We stayed a while longer then decided we’d better head off as we needed to get through the park.  We saw lion sleeping under a tree, buffalo, elephant, giraffe etc but it wasn’t as exciting as the herds.  At one point along the river there was evidence that some wildebeest had already crossed as there were about 10 carcasses in the river and fat vultures all over.  There were also quite a few wildebeest carcasses along the banks obviously from kills.  The vultures here have it easy!


There wasn’t much activity further south and when we got to the only bridge that crosses the Mara and separates the west from east side of the park, K&M who’d been on the other side said they’d been told the best way to Narok was the way we’d come.  It didn’t seem to make sense as the bulk of the tourists were on the east side and the maps showed an all weather rd to Narok from the East side gates and only a dry season rd from the Oloololo gate we’d come in on.  Anyway reluctantly, and in retrospect, stupidly, we followed.  The herds near our spot were now mostly grazing so the excitement was over.  There wasn’t much else going on so we headed for the gate.  Got out about 15h30 and headed for Narok on what was supposed to be a good rd.  Well that was a joke!  It was an excuse for a rd.  they’d dumped rocks on it and left it – no roller!  It was shocking!  What’s new, this is Kenya!
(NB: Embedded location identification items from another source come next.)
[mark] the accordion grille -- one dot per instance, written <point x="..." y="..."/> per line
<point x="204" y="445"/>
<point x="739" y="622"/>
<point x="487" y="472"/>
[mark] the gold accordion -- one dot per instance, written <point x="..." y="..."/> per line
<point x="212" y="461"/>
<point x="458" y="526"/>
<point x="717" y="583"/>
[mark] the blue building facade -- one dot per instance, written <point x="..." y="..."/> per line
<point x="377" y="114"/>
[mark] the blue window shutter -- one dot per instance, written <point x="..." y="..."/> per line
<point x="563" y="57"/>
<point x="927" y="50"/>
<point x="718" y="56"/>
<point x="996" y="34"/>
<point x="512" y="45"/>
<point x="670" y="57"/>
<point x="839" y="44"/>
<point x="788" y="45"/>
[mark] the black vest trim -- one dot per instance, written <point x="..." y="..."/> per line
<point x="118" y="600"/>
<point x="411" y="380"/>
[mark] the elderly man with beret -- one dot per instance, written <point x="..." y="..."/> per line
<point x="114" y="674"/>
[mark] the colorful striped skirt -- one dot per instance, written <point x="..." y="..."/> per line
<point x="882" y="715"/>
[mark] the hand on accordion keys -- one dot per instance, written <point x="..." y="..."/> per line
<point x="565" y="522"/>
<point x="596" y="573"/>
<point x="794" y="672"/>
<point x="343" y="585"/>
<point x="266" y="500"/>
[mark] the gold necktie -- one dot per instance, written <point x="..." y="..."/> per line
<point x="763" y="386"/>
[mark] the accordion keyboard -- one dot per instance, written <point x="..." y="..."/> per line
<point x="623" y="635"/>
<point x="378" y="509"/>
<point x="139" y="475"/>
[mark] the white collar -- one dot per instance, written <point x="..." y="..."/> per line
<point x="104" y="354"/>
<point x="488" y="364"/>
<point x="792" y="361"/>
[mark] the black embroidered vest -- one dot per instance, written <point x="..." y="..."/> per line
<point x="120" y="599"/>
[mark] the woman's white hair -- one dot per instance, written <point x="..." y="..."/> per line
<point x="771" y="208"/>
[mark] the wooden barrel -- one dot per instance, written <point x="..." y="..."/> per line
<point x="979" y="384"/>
Doris got herself totally confused as they’d obviously changed the route when the “made” the new rd.  Eventually found someone who said he was also going there and we should follow him.  Well he took off like a bat out of hell – clearly not loaded and in a govt vehicle.  We did learn that sometimes there were tracks on the side of the rd which were on the black cotton mud (dry now) and which were 100 times better.  However, often they ended / were blocked and getting back onto the “main” rd was difficult, so most of the time we were on the “rock-rd”.  150km’s of rocks – now and again covered by power dust, so you couldn’t see the sharp rocks.

M&K who were ahead of us sms’d to say they’d taken the last room at the Season’s hotel!

Found a small hotel with decent rooms and hot showers just outside Narok.  Had our last super together before Sharon and Sarah left the next day.

Thurs 12th August Narok - Tsavo, Kenya (via Nairobi airport)

1 comment:

daphne Bouttell said...

Hi Ellis family
Wow....am sure you could write a book on all your experiences. I am in awe of you seeing the gorillas and I must say that part left me wet eyed as it is a dream for me to see them.....sorry about the awful experience in getting to see them....can imagine you were absolutely peeved.....but that tale all adds to the adventure. How wonderful to have seen such a large troop....whilst reading I was wondering whether you'd actually get to see them at all!!!!! I'm sure you will love getting back to your own bed but how does one settle back to the mundane lifestyle of work and home after experiencing something as awesome as this? It has been fun to fed back to the children about erin's adventures and to see their little faces light up....they really do miss you erin...Calvin went home and told his mummy everything I had told them you had done....what fun! You are all looking well and TANNED....it has been freezing here the past week or so and SA teachers and hospital staff etc are once again on strike with most schools shut today and tomorrow!!!!! So enjoy what you're doing!
Well take care and happy adventures and lots and lots of love and hugs to Erin.